Lundin surveys home-based survival needs. Topics covered are psychological preparation and mental health, shelter, cooling and heating, water, food, sanitation, hygiene, lighting, cooking, first-aid, self-defense, communications, transportation, and the bugout bag. If you don't know the survival value of household chlorine bleach, you will by the end of this book.

While the coverage is not exhaustive (it would be naive to expect it to be), each topic is given enough attention to take you from blissful ignorance to a solid foundational understanding of what it takes to survive when society breaks down, and how to prepare yourself and equip your home for (at least temporary) self-reliance during very bad times.
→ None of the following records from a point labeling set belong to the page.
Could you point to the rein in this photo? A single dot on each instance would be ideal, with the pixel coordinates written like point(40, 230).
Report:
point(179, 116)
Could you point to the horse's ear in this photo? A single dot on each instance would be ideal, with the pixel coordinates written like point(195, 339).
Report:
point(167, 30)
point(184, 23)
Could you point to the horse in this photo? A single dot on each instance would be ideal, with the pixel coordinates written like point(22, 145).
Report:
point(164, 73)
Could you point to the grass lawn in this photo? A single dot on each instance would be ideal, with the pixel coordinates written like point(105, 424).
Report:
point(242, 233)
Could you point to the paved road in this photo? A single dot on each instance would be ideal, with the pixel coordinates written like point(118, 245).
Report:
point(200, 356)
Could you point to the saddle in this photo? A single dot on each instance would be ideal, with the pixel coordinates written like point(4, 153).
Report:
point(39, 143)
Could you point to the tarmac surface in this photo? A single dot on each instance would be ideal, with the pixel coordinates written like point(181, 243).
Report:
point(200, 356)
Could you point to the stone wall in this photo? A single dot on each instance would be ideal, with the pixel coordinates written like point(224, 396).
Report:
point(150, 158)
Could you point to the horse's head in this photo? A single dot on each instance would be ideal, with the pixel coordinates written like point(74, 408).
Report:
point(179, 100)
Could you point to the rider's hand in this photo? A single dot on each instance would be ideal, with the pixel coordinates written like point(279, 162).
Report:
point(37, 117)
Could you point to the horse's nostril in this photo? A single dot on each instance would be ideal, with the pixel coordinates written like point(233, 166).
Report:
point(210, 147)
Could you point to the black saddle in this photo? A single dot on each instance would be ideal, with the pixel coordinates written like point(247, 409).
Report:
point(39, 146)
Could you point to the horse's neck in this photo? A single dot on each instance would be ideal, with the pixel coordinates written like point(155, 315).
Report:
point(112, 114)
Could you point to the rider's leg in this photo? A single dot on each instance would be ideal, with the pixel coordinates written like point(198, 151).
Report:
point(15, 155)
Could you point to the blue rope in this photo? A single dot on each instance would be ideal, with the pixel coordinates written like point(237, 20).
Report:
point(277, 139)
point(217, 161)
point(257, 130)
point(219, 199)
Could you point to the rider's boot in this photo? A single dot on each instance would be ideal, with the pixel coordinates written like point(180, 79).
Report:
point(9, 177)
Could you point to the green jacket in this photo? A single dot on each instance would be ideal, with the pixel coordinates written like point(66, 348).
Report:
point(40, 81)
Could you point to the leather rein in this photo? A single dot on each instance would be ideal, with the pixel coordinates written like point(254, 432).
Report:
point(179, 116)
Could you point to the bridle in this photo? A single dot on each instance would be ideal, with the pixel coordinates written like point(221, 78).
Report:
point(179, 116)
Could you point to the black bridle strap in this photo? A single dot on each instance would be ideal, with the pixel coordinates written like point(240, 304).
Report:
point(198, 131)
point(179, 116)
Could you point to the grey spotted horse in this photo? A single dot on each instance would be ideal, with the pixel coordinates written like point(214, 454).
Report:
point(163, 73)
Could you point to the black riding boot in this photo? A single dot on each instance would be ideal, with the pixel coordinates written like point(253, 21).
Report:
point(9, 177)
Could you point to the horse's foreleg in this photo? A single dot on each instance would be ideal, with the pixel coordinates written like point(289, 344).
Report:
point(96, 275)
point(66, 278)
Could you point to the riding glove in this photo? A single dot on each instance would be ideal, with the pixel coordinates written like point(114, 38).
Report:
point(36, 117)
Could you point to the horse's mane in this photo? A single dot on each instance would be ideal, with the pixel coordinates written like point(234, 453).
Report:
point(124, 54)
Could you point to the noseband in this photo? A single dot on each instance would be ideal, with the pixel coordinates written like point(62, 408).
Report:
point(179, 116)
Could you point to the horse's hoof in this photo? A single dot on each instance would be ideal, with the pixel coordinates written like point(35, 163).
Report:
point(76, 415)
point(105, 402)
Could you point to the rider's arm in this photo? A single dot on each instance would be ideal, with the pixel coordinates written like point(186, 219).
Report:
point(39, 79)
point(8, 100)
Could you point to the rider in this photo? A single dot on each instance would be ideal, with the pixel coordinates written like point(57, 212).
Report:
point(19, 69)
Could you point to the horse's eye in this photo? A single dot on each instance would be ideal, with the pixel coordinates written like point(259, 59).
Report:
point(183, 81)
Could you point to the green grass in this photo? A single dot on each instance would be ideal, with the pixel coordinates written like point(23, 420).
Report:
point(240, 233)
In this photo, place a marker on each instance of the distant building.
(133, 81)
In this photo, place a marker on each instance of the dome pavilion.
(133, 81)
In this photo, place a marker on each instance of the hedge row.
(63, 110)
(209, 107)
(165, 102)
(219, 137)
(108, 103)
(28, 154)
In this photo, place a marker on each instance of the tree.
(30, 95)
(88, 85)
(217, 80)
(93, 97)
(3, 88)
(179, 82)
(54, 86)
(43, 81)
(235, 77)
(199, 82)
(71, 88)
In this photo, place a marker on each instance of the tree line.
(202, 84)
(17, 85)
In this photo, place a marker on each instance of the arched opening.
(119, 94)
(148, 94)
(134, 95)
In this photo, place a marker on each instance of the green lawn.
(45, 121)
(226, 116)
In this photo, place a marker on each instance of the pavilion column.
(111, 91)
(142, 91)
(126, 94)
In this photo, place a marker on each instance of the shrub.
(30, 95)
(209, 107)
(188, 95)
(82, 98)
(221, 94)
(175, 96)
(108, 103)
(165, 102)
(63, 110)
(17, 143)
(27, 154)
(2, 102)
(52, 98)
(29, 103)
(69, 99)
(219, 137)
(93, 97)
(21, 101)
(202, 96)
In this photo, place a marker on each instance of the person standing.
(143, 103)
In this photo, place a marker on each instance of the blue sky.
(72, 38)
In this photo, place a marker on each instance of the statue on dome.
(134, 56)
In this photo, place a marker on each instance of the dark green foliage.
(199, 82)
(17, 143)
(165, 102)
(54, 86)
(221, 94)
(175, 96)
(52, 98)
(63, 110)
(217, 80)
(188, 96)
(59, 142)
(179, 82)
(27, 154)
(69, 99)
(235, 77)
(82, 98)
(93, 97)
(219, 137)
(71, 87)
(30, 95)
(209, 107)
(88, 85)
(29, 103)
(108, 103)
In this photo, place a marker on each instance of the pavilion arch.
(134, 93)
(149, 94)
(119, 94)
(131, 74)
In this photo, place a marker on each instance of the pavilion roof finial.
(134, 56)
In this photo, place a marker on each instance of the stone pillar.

This book does not cover wilderness survival: it won't teach you how to construct a debris shelter, make cordage, set-up a Paiute deadfall trap, or how to create fire by friction. Nor does it cover long-term self-reliance topics such as goats and chickens, gardens, food preservation and storage, baking, leather making, or how to set up your home to live permanently and comfortably off the grid. But what it does cover, it covers well and with a real understanding of what living under such conditions entails.